Marsha gadis manis penyuka anime, sering kali di cap wibu nan aneh, namun karena parasnya membuat dirinya terlihat menggemaskan di mata orang-orang. Gadis yang memasuki ekstrakulikuler mading ini gemar menulis dia memiliki buku catatan nya sendiri yang sering kali dia pakai untuk menulis, ntah itu untuk keperluan mading ataupun lain hal.
Tidak banyak orang tau namun Marsha menyukai wakil ketua osis yang kini tengah menjabat bersama sepupunya, Gracia. Gita nama wakil ketua OSIS itu. Selain menjabat sebagai wakil ketua OSIS, Gita sendiri adalah murid yang berprestasi secara non-akademik, dirinya menjadi anggota tim volleyball sekolah yang sejauh ini sudah memenangkan 4 piala.
Karena mereka telah memenangkan piala lago, Marsha di tugaskan oleh ketua ekstrakulikuler mading untuk menginterview sang wakil ketua OSIS tersebut. Gugup bukan main, ia tidak tau harus kemana untuk menemukan Gita.
"Sha, kamu bisa kan wawancara Gita?" Tanya Oniel sang ketua ekskul mading.
"Bisa kak, tapi nemuin Kak Gita dimana ya?" kembali Marsha bertanya walau sebenarnya ia gugup namun dirinya akan memberanikan untuk oppurtunity untuk berbincang dengan crush nya.

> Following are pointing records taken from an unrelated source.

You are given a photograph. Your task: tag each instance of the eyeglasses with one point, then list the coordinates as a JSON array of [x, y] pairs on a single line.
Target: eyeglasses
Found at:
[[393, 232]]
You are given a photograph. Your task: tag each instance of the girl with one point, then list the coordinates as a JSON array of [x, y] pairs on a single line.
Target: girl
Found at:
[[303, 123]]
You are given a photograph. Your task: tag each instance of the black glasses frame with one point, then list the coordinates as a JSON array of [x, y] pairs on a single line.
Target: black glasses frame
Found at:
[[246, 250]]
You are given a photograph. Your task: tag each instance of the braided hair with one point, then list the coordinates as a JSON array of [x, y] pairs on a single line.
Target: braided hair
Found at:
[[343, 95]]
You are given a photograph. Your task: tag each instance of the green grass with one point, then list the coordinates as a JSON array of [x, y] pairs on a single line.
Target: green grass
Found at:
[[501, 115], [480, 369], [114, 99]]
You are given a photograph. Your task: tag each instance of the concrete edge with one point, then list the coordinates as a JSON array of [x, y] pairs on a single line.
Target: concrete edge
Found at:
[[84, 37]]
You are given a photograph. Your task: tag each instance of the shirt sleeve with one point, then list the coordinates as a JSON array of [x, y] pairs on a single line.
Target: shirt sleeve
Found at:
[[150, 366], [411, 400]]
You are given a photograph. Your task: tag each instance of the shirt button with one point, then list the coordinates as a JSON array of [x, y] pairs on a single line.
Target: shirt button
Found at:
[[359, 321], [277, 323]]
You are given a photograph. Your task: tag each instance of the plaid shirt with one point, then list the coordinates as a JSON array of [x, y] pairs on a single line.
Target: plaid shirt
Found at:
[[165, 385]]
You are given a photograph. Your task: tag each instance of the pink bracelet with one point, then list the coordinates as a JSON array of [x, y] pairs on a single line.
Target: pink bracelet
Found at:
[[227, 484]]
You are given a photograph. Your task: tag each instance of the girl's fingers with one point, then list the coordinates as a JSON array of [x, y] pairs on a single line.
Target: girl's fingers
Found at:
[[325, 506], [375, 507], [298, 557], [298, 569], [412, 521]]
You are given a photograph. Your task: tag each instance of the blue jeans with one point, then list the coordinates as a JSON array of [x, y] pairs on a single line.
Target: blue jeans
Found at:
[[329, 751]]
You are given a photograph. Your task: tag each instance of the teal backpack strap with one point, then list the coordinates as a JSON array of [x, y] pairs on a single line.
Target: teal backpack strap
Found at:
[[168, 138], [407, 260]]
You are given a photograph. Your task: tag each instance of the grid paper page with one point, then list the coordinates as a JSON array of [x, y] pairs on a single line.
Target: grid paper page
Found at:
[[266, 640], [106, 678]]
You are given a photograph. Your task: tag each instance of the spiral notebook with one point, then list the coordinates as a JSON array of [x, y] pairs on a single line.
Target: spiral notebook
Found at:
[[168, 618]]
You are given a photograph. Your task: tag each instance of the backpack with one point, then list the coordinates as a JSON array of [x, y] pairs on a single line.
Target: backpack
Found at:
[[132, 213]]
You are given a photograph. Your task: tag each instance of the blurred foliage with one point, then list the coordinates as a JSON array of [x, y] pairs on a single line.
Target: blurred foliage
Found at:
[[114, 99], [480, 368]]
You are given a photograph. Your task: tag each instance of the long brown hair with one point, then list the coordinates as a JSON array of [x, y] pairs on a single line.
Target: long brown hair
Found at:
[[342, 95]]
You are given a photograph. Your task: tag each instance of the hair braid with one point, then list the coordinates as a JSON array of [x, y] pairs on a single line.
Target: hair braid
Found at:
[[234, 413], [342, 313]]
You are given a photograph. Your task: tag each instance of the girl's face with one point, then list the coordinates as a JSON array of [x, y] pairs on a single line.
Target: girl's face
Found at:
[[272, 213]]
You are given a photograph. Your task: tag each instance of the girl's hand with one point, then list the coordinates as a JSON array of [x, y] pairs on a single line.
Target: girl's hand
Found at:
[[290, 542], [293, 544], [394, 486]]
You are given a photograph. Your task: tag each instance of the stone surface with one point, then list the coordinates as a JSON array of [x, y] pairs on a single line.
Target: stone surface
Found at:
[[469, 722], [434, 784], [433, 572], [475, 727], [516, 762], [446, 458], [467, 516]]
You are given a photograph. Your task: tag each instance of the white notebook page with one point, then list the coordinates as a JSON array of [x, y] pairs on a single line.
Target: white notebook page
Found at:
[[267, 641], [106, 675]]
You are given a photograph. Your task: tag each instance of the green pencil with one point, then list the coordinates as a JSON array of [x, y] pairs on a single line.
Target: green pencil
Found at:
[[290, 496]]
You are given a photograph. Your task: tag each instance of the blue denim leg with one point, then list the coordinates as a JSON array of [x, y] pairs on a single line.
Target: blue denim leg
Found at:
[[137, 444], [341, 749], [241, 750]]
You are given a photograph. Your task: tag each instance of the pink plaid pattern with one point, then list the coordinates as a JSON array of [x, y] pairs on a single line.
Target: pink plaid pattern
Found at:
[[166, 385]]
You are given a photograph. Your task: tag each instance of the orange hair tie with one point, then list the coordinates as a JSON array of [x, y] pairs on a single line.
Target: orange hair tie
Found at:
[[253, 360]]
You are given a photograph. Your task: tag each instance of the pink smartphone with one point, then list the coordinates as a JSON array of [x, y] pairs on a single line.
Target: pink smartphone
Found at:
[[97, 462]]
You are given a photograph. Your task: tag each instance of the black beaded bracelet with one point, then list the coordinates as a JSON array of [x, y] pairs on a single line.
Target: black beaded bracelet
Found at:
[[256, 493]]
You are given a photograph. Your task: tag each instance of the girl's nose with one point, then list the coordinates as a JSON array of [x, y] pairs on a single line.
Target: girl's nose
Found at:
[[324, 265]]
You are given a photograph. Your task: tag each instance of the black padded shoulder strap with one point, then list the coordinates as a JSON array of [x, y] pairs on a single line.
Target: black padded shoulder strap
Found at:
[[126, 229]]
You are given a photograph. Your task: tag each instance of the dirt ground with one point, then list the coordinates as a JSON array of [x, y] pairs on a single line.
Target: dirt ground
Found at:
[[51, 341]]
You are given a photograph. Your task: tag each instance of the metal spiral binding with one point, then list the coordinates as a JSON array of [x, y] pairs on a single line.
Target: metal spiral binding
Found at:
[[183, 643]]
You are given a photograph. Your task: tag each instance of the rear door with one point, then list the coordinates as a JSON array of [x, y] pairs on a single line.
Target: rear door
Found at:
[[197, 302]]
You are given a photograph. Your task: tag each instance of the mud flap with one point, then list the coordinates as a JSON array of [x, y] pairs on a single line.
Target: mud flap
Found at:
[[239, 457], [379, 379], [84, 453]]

"Gampang, aku udah chat dia, hari ini dia bisa selesai latihan voli. Kamu tungguin aja mereka latihan di ruang latihan voli." Jawab Oniel.
"Oh, oke kak terimakasih."Ketika jam sekolah berakhir, Marsha menunggu di ruang latihan voli. Gita muncul dengan senyum ramah, meski terlihat lelah setelah pertandingan.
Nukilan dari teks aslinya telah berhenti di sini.